Namibia: Risk Assessment
Country Risk Rating
Business Climate Rating
- Significant mineral resources (diamonds, uranium, copper) and fisheries
- Good transport infrastructure
- Good governance
- Tourism potential
- Dependent on the mining sector
- High unemployment and persistent inequalities
- Agricultural sector exposed to climatic hazards
- Dependent on South Africa
A modest return to growth
In 2020, the lockdown measures implemented to control the COVID-19 pandemic particularly affected key sectors of activity (tourism, mining, transport, trade and construction), pushing the economy into a second consecutive year of recession. Growth is expected to pick up modestly in 2021, supported especially by an increase in mineral exports (diamonds, uranium, zinc), which accounted for more than 45% of the total in 2019, benefiting from a gradual recovery in external demand. Tourism revenues should also rebound from the low base established in 2020, but will remain constrained by the uncertainty related to the spread of the pandemic. The mining sector’s recovery should benefit the transport and trade sectors. Private investment, particularly in the mining sector, is also expected to recover, supporting the return to growth. Interest rate cuts by the Bank of Namibia and the announcement of an investment incentive plan by President Hage Geingob could help to drive the recovery. However, the precarious state of public finances – the reason why activity has been so weak since 2016, particularly in the construction sector – will likely constrain the contribution from public investment. While private consumption will benefit from the lifting of strict lockdown measures in the second quarter of 2020, any recovery will be checked by unemployment, estimated at over 20% before the pandemic-related crisis, and per capita income, which has been declining over the past five years.

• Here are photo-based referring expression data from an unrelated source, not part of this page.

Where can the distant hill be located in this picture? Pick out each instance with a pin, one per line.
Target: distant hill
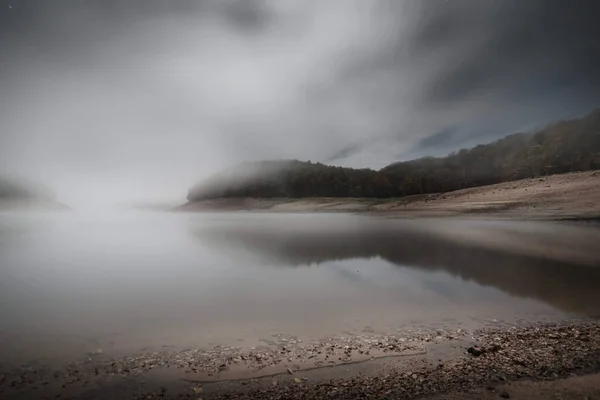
(14, 194)
(11, 190)
(565, 146)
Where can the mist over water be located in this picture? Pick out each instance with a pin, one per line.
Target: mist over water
(129, 282)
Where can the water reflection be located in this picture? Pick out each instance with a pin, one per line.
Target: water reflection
(565, 285)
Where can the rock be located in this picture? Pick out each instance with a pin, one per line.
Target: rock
(475, 351)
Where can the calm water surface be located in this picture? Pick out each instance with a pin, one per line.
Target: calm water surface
(136, 281)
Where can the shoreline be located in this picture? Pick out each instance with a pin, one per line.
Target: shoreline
(571, 196)
(423, 366)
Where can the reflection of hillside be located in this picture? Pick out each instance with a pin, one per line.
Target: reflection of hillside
(565, 286)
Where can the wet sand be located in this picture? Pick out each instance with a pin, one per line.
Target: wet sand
(555, 263)
(491, 363)
(563, 196)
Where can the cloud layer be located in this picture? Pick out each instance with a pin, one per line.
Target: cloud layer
(121, 100)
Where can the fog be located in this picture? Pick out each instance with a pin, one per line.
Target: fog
(112, 101)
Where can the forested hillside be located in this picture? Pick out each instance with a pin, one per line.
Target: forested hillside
(566, 146)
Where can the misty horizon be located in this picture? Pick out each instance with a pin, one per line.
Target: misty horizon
(114, 102)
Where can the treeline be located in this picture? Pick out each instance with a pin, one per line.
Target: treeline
(566, 146)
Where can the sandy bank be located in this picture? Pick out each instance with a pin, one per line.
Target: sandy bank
(565, 196)
(498, 362)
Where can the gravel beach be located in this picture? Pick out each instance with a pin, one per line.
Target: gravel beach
(484, 363)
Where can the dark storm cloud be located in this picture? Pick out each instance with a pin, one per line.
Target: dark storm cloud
(144, 97)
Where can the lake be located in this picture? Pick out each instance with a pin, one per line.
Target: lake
(129, 282)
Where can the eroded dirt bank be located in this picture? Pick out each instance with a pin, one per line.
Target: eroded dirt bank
(564, 196)
(505, 361)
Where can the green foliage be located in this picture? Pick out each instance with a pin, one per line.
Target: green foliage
(563, 147)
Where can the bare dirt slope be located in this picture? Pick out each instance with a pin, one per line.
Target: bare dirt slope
(573, 195)
(564, 196)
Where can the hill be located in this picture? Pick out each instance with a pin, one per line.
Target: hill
(566, 146)
(17, 195)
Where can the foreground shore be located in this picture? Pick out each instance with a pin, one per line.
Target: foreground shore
(564, 196)
(504, 361)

Fiscal challenges accentuated by the pandemic
The crisis related to the COVID-19 pandemic accentuated fiscal challenges, widening the deficit in 2020/21. In 2021/22, the deficit is expected to start shrinking but will remain high. Increasing tax revenues should help to bring it down, but will remain constrained by persistently weak economic activity. Moreover, given the one-year lag in their payment, Southern African Custom Union (SACU) revenues will be affected by the impact of the crisis on growth and regional trade. On the expenditure side, the expiration of measures taken to address the urgent economic and health crisis and the resumption of the fiscal consolidation program should make it possible to reduce the deficit. Even so, the government wage bill, which absorbs half of the revenues, and the precarious health of state-owned enterprises will continue to exert spending pressure. Furthermore, increased borrowing will result in higher debt-servicing costs, which will account for about 14% of revenues in 2020/21. Although sovereign risk is mitigated by the large share of domestic debt (about two-thirds of the stock) and debt denominated in local currency or the South African rand (to which the Namibian dollar is pegged; about 70% of the total), the trajectory and level of public debt are a constraint on public finances.

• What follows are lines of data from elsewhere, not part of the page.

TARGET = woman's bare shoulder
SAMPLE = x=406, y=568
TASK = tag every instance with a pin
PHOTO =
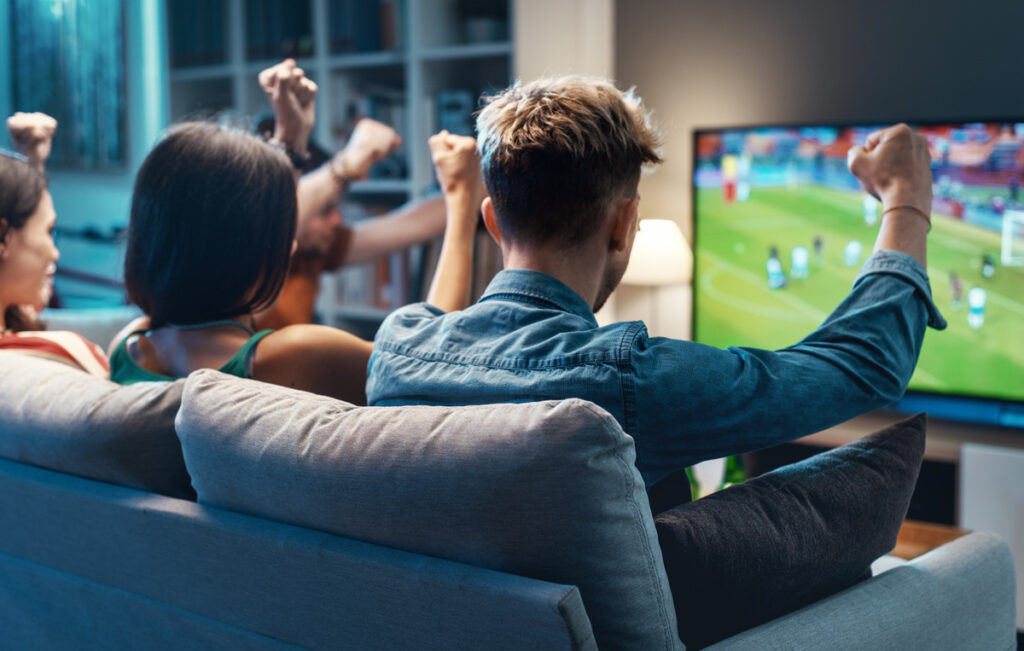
x=142, y=322
x=315, y=358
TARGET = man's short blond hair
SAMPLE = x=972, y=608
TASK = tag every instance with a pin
x=556, y=152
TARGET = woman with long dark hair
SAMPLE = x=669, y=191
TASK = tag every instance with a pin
x=28, y=255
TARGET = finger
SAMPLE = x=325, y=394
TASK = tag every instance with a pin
x=876, y=137
x=268, y=78
x=855, y=159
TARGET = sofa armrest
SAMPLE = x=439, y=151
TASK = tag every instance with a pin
x=960, y=596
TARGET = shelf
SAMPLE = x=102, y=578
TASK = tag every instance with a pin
x=254, y=68
x=367, y=59
x=380, y=186
x=203, y=73
x=473, y=50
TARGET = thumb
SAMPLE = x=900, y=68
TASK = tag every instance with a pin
x=856, y=160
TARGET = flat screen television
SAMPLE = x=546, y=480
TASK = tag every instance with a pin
x=781, y=227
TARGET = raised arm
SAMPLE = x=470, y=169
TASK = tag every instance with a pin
x=458, y=167
x=293, y=98
x=32, y=134
x=409, y=224
x=372, y=141
x=894, y=167
x=860, y=358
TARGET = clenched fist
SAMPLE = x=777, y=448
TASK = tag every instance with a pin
x=33, y=135
x=894, y=166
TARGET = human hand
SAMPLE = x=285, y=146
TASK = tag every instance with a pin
x=894, y=166
x=292, y=96
x=371, y=142
x=457, y=164
x=33, y=136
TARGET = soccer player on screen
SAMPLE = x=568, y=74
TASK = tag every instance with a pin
x=987, y=266
x=976, y=300
x=851, y=253
x=776, y=278
x=956, y=290
x=799, y=259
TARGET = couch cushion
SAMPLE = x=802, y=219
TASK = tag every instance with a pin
x=547, y=489
x=777, y=543
x=56, y=417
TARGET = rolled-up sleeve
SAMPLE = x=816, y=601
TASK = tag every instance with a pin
x=695, y=402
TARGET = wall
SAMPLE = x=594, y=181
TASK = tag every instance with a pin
x=743, y=61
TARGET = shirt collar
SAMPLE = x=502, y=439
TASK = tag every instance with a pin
x=524, y=286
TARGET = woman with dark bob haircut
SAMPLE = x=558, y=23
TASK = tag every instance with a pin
x=211, y=230
x=28, y=255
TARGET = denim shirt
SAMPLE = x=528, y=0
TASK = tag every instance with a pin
x=532, y=338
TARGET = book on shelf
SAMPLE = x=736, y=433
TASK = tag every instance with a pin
x=455, y=112
x=199, y=33
x=275, y=30
x=382, y=284
x=366, y=26
x=379, y=102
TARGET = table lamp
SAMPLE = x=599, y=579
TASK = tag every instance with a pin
x=660, y=257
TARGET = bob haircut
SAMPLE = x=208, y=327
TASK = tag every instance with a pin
x=555, y=154
x=213, y=216
x=22, y=188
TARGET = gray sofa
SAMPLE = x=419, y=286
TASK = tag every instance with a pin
x=323, y=525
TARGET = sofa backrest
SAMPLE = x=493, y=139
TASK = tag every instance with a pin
x=57, y=417
x=85, y=564
x=547, y=490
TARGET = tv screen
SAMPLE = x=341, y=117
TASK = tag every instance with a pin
x=781, y=228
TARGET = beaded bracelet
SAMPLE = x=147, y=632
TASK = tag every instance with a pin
x=912, y=209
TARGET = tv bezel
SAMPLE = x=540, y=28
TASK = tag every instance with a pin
x=954, y=406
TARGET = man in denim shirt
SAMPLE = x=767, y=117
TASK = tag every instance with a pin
x=561, y=160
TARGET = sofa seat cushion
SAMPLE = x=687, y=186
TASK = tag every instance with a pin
x=56, y=417
x=756, y=551
x=547, y=490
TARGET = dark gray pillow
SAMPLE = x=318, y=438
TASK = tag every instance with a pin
x=754, y=552
x=543, y=489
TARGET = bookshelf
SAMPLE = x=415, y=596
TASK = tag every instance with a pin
x=417, y=64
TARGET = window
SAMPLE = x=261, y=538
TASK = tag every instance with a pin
x=68, y=61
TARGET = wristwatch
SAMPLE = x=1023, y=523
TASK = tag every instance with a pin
x=339, y=174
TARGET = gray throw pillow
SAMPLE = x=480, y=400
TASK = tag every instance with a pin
x=56, y=417
x=546, y=489
x=754, y=552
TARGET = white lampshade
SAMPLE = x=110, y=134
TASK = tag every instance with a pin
x=660, y=255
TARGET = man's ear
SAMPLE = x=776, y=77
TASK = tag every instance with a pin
x=488, y=220
x=624, y=228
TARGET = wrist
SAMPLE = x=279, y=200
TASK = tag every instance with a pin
x=354, y=162
x=907, y=212
x=340, y=172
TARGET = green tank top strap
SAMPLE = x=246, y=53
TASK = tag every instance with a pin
x=241, y=364
x=125, y=371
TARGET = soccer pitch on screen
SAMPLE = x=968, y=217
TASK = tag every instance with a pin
x=736, y=306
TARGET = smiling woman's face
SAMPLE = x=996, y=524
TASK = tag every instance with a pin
x=29, y=259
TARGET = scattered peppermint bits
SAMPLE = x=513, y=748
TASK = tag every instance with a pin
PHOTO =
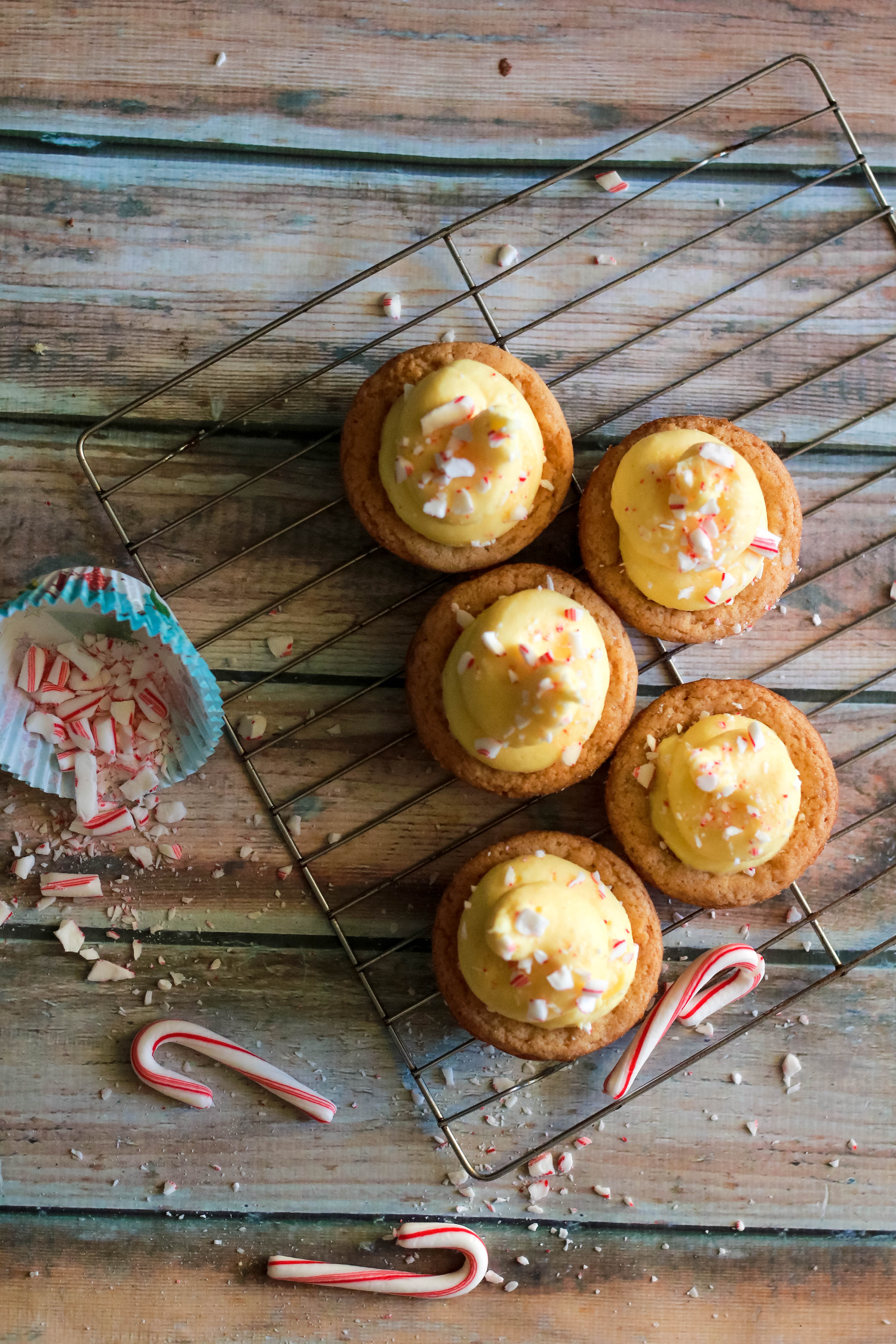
x=790, y=1066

After narrowing as a result of increased SACU transfers and import compression, the current account deficit is expected to widen in 2021. The pick-up in domestic demand will impact the trade deficit, as the rebound in imports exceeds that of exports. The expected decline in transfers related to SACU customs revenue will also contribute to the higher current account deficit. While the services balance should benefit from a rebound in tourism, it is unlikely to record surpluses similar to those before the crisis. The income deficit will be fuelled by repatriation of investment income by multinational companies. External borrowing and investment flows are expected to finance the deficit. With foreign exchange reserves equivalent to about four months of imports, the country's external position should ensure that the peg to the South African rand is maintained.
A challenger to SWAPO?
Dominating the political scene since the country's independence in 1990, SWAPO won another victory in the November 2019 general elections, taking 63 of the 96 seats in the national assembly put to the vote. President Hage Geingob, SWAPO's leader, was re-elected for a second five-year term in the first round with 56% of the vote. Down 31 points from 2014, the president's score, along with the loss of 14 seats in the assembly, nevertheless confirmed the erosion of SWAPO’s 30-year hold on power. A difficult economic situation over the past five years, aggravated in 2020 by the COVID-19 pandemic, and the persistence of major inequalities, are playing a part in this loss of influence. The controversial issue of land redistribution to the black population, which, despite being in the majority, owns only 16% of agricultural land, particularly encapsulates the country's divisions. Panduleni Itula, a former member of SWAPO and runner-up in the 2019 presidential election (29% of the vote), has emerged as the main opponent, thanks to the support of young people in urban areas. He launched a new party in August 2020, the Independent Patriots for Change (IPC), to challenge SWAPO's grip in the coming years.
Although relatively favorable compared with other African countries, the business climate suffers from red tape and is subject to competition from many African countries that have made this issue a pillar of their development strategies.